BAC’s reinvented Burst Festival (which has replaced Octoberfest) brought us a number of excellent examples of the sort of one-person show that sits between theatre and live art, the two reviewed here in very different ways exploring notions of womanhood lost and found.
In Phenomena, Carnesky has taken a ‘cabinet of swords’ variety act, performed previously as part of the Insect Circus show, and extended it into a 20 minute installation-performance, created in collaboration with artist Sarah Munro, and set in the attic of BAC. The audience is invited to walk through a dusty attic hung with a flotsam and jetsam of objects, fetishised remnants of a lost world of feminine accoutrements. Mirrors, hair brushes, hair clips, costume jewellery, ribbons, tea cups, printed ephemera – all sorts of bits and bobs – are artfully arranged on trays that dangle from the ceiling, or draped around banisters or posts. We are welcomed in to a little den by Phenomena, who greets us with reflections on the ‘apocalyptic fairground’ world we have entered, in which nothing new gets made and junk is the new currency. The set-piece that follows, in which a giant mutated insect is placed inside the cabinet of swords, loses a little of the magic in the closeness of the audience, but is nevertheless charming and chilling in equal measure.

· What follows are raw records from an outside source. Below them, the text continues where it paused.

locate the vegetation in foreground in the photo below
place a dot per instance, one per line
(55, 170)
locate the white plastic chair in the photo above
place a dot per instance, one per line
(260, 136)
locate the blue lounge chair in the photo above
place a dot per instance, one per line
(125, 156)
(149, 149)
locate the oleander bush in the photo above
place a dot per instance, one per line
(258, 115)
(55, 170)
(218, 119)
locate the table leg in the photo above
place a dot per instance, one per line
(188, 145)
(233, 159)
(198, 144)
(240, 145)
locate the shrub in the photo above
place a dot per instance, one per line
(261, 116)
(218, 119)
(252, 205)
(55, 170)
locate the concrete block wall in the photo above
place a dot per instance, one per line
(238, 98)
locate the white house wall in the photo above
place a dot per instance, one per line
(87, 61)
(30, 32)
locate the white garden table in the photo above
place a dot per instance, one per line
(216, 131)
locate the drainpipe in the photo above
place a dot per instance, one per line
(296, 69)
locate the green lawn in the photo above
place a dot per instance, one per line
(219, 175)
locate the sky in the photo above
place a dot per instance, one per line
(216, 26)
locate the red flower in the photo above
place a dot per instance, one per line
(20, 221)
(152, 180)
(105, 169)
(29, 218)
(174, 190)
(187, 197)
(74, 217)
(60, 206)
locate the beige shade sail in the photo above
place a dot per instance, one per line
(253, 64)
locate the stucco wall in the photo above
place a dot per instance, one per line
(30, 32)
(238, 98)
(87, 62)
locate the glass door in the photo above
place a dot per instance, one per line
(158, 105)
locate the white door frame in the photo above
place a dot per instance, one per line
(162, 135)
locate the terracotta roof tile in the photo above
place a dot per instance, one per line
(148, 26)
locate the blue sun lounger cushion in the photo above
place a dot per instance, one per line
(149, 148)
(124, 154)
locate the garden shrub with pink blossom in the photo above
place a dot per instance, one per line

Menopausal Gentleman is a for-one-night-only revival of the renowned solo show by Peggy Shaw, co-founder (with Lois Weaver) of the legendary lesbian-feminist theatre company Split Britches, who made their name with a theatre of personal politics that has eschewed polemic in favour of satire and vaudeville. Menopausal Gentleman is a perfect example of the company’s ethos in action, a part confessional monologue, part stand-up comedy, part lounge lizard crooning expose of the trials and tribulations of being a butch dyke on the cusp of menopause, and therefore facing the supreme irony of regret over losing something (‘femaleness’, ‘womanly fertility’) our heroine has to this point spent a lifetime rejecting. But, as she says: ‘What’ll I do now I don’t have the blood to blame for the anger?’ Shaw, a ’53 year old grandmother who passes for a 35 year old guy who likes the ladies’, creates an extraordinary stage persona: alive with Brooklyn bravado, h/she confesses, cajoles and entertains – a life laid bare, but always with the veil of theatrical skill keeping us so close we can almost touch, but never too close for comfort. With this sort of prestigious one-off revival, I suppose it was inevitable that the audience would be made up of die-hard fans, but she really deserved thetumultuous applause that almost brought the roof down at the end. I wasn’t the only person there who felt honoured to have had a chance to witness a performance that has gone down in history as one of theatre’s seminal moments.